President Diana Natalicio
and
The College of Engineering
cordially invite you to attend a
UTEP Centennial Lecture
by
Mason Peck, Ph.D.
Chief Technologist
National Aeronautics and Space Administration (NASA)
Thursday, September 6, 2012
2:30 p.m.
Undergraduate Learning Center, Room 126
UTEP Campus
Reception to follow presentation
On Jan. 1, 2012, Cornell University Professor Mason Peck became NASA's chief technologist. Peck will serve as the agency's principal advisor and advocate on matters concerning technology policy and programs. As the chief technology advocate, Peck will help communicate how NASA technologies benefit space missions and the day-to-day lives of Americans.

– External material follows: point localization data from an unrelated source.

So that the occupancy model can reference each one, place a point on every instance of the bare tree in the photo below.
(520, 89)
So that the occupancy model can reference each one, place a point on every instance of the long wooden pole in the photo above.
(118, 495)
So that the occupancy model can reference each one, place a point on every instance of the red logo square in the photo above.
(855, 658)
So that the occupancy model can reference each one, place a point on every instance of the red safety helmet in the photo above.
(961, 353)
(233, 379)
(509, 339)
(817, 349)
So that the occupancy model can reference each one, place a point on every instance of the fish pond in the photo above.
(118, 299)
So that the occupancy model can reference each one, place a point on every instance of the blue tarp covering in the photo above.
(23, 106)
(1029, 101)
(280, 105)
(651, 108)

NASA's Office of the Chief Technologist coordinates, tracks and integrates technology investments across the agency and works to infuse innovative discoveries into future missions. The office also documents, demonstrates and communicates the societal impact of NASA's technology investments. In addition, the chief technologist leads NASA technology transfer and technology commercialization efforts, facilitating internal creativity and innovation, and works directly with other government agencies, the commercial aerospace community and academia.
Peck serves as NASA's chief technologist through an intergovernmental personnel agreement with Cornell, where he is on the faculty as an associate professor in the School of Mechanical and Aerospace Engineering and teaches in Cornell's Systems Engineering Program.

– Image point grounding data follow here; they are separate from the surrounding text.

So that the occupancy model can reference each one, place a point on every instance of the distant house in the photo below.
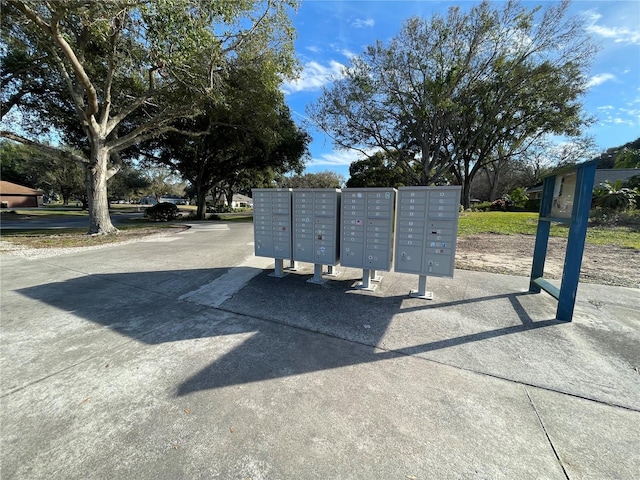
(602, 175)
(16, 196)
(614, 174)
(175, 199)
(240, 201)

Peck has a broad background in aerospace technology, which comes from nearly 20 years in industry and academia. He has worked with NASA as an engineer on a variety of technology programs, including the Tracking and Data Relay Satellite System and Geostationary Operational Environmental Satellites. The NASA Institute for Advanced Concepts sponsored his academic research in modular spacecraft architectures and propellant-less propulsion, and the International Space Station currently hosts his research group's flight experiment in microchip-size spacecraft.
Prior to his NASA appointment, Peck also worked as an engineer and consultant with industry and organizations including Boeing, Honeywell, Northrop Grumman, Goodrich and Lockheed Martin. He has authored 90 academic articles and holds 17 patents in the U.S. and European Union. Peck spent some of his early career at Bell Helicopter, where he worked on the V-22 Osprey and a smaller tilt-rotor aircraft that later would become the BA609. He also has experience with commercial communications satellites and military spacecraft as a guidance and control engineer and in mission operations at Boeing Defense, Space and Security. He was a principal fellow at Honeywell Defense and Space Electronic Systems, where he led advanced-technology programs, helped direct patent and intellectual-property investments and worked in business development.

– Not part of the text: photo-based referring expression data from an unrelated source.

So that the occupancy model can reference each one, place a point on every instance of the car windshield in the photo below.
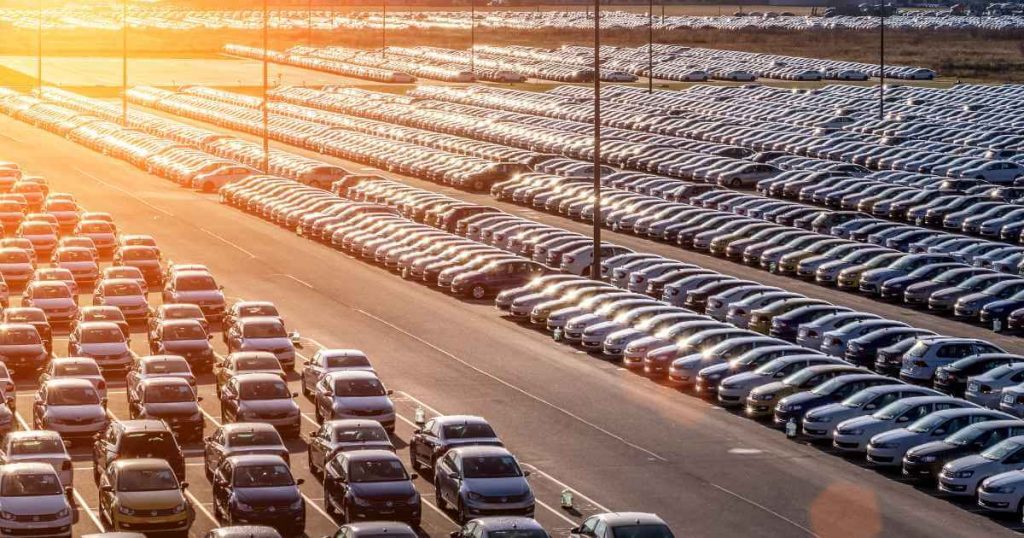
(347, 362)
(167, 367)
(37, 446)
(72, 396)
(122, 289)
(253, 439)
(379, 470)
(1001, 450)
(264, 330)
(359, 435)
(50, 292)
(76, 255)
(257, 363)
(146, 480)
(264, 390)
(184, 332)
(641, 531)
(272, 476)
(491, 467)
(19, 337)
(31, 485)
(357, 387)
(927, 423)
(169, 394)
(76, 369)
(196, 283)
(13, 256)
(103, 335)
(467, 430)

At Cornell, Peck's work focuses on spacecraft dynamics, control and mission architectures. The Defense Advanced Research Projects Agency, the U.S. Air Force Office of Scientific Research and aerospace contractors have funded his academic research. Some of this research includes micro-scale flight dynamics, gyroscopic robotics, and magnetically controlled spacecraft, most of which have been demonstrated on NASA microgravity flights. Peck was the principal investigator on the CUSat in-orbit inspection technology demonstration, which is a pair of satellites built at Cornell. They are scheduled to launch in autumn 2012 on a Falcon 9 rocket through the U.S. Air Force Research Laboratory's University Nanosatellite Program. CUSat technology represents a capability that may help enable commercial, government and human space missions envisioned for the coming decades.
Peck also was the principal investigator for the Violet experiment, another satellite built at Cornell. Violet will provide an orbiting test bed for investigations in technology that will enable more capable commercial Earth-imaging satellites. Violet carries an ultraviolet spectrometer that will be used as a precursor to understanding exoplanet atmospheres.
Peck earned a doctorate in aerospace engineering from the University of California, Los Angeles as a Howard Hughes Fellow and a master's degree in English literature from the University of Chicago.